Github PK Tool:Github PK Tool

setting on imagenet

mountain111 opened this issue · comments

According to the optimizer setting for resnet18 on cifar10 in tutorials, I apply the following setting for resnet50 on imagenet
optimizer = oto.dhspg(
variant='sgd',
lr=0.1,
target_group_sparsity=0.4,
weight_decay=1e-4,
start_pruning_steps=50 * len(trainloader), # start pruning after 50 epochs
epsilon=0.95)

However, I get a lower accuracy of about 68. What should I change for resnet50 on imagenet? e.g., epsilon, starting_pruning_steps?

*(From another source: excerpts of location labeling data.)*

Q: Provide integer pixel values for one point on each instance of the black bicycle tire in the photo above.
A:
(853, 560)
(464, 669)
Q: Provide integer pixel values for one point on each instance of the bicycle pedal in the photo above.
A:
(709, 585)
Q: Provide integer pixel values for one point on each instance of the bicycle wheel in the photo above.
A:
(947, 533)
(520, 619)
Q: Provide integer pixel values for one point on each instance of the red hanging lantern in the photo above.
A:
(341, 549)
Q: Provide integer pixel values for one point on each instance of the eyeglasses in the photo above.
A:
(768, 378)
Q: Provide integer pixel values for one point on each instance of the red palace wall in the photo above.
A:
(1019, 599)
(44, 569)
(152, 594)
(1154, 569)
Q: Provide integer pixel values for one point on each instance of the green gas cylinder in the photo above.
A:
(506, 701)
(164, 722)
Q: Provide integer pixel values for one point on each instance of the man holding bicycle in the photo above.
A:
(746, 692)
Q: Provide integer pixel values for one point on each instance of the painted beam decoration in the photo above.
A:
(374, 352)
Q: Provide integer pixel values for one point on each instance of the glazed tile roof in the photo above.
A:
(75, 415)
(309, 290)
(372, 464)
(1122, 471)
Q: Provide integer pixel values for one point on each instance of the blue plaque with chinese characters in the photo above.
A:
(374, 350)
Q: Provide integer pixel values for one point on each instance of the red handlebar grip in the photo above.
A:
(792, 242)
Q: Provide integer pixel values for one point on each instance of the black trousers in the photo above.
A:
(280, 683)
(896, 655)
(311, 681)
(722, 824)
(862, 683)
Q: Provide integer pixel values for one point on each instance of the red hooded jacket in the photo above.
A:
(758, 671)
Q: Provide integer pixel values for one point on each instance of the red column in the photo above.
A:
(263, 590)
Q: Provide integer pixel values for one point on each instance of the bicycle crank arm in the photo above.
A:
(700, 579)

@mountain111 Thanks for reaching out. The acc 68 is low that seems like you started from scratch? If so, I recommend to start from the pretrained resnet50, which is a common setup for other pruning works as well. In general, OTOv2 is flexible to start from scratch or pretrained checkpoint.

If train from scratch, I would recommend to ensure the training pipeline could reach desired acc without pruning at first. Once the baseline full model could be trained well, users could then start another round from scratch to engage with pruning. Due to your starting pruning at a late stage, I suspect that your baseline full model training may be distant from achieving the desired accuracy, i.e., 76% for full resnet50 on imagenet which will cause trouble and needs to be addressed first.

To train without pruning by DHSPG, since DHSPG is a hybrid optimizer, if no pruning is triggered, it will perform exactly the same as the baseline variant optimizer. One way of disabling pruning is set target_group_sparsity=0.0 or start_pruning_steps=MAXIMUM_EPOCH.

Meanwhile, epsilon does not matter if group sparsity reached desired level. starting_pruning_steps should be set as 15 or 30 since the lr decay period for imagenet is 30.

More detailed tutorials including this experiment will be released to the public this summer after we complete a few time-sensitive projects.

@tianyic Thanks for your response.

pretrained model with accuracy 76.15,
lr=0.1,
target_group_sparsity=0.4,
starting_pruning_steps=30,
8GPUs,
epochs=120.
When the above setups are applied, the accuracy of 74.17 is attined and still lower than the reported around 75.5.

The reproduced result is confusing me. What should I do to improve it?

Thanks!

@mountain111

Glad that you have boosted the accuracy via starting from the pretrained checkpoint. Your reproduced result has about 1.1% gap between the reported, which could be recapped via more training tricks such as data augmentation, smooth labeling and a little randomness. The imagenet training indeed requires a bit sophiscated training pipeline to get desired result 75%+. But in my memory, the results under 60% and 70% group sparsity are not that sensitive for the tricks. You could try them to see the difference.

It is a bit hard to precisely point out where to start without the code. As mentioned, we will release more tutorials including this experiment once we are free from time-sensitive projects this summer. At the present, you could share your training script for me tiachen@microsoft.com, I will take a look if I have bandwidth but frankly not guarantee by the early of June.

@tianyic Thanks for your quick reply!

The code I apply is referred to https://github.com/pytorch/examples/blob/main/imagenet/main.py, where normalization, transforms.RandomResizedCrop(224), and transforms.RandomHorizontalFlip() are adopted.

@tianyic Hi, Tianyi
Could you please tell me the exact accuracies for 50%/60%/70% sparsity with OTOv2?

Look forward to your reply.

Thanks!

@mountain111

Good question. The best results were 74.5, 72.3 and 70.3, which were actually reported in a table. But it was then replaced by a figure for better visualization upon reviewer.

Note that when we release the tutorials this summer, we will update the arxiv version with the table added back accordingly upon the latest OTO library for the ease of comparison for future works. Since the OTO library is actively evolving, some hyper-parameters and mechanisms have been simplified for the ease of usage, then the arxiv version may have negligible difference.

Before the coming tutorial release, I would recommend to read the tricks for imagenet if you haven't. I have not went through https://github.com/pytorch/examples/blob/main/imagenet/main.py in depth due to my recent research workloads, while it indeed looks relatively simple, I am not sure if you could use it to reproduce 76.1 acc on full resnet50.

Closed as the tutorial has been uploaded. We will update the arxiv version with the concrete numbers for the ease of comparison in this month later.